In a speech Tuesday in New York City, according to The Daily Caller, the former vice president surpassed even some of his own mistakes of recent months — like confusing what state he was in.

This time, he managed to confuse a country the United States military has occupied for 15 years with a nation it has been in a virtual state of war with for four decades.

“The Iran parliament,” Biden said. “The Iran parliament voted to eject all American and coalition forces from the country, and however you may feel about American military presence in the Middle East, there’s a right way and a wrong way to draw down our troops.”

It was not, of course, the Iran parliament that did any such thing. It was the Iraq parliament that did that.

It might seem like a small slip of the tongue to confuse the country of Iraq — population about 40 million — with Iran, population over 80 million.

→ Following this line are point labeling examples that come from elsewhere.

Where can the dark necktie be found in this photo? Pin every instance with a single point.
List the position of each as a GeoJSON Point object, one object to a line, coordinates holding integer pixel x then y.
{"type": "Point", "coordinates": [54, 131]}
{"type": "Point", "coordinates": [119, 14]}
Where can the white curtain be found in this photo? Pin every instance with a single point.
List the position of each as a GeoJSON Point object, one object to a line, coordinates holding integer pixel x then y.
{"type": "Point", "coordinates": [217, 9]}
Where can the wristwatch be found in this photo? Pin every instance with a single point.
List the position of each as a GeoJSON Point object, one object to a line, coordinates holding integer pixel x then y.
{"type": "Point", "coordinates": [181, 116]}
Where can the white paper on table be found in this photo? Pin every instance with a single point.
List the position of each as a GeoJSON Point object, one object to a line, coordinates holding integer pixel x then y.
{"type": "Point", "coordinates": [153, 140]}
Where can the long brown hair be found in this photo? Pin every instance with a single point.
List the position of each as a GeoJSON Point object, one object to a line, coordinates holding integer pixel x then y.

But as anyone who’s paid even glancing attention to world affairs for the past few decades, there’s difference between the two that’s much bigger than a single letter of the alphabet.

Do you think Joe Biden is unfit to be president?

Since the 1979 Islamic revolution, Iran has been one of the United States’ most virulent opponents on the world stage, acting as a state sponsor of terrorism with “death to America” being practically a national motto.

An American voter should expect a contender for the presidency to know as much.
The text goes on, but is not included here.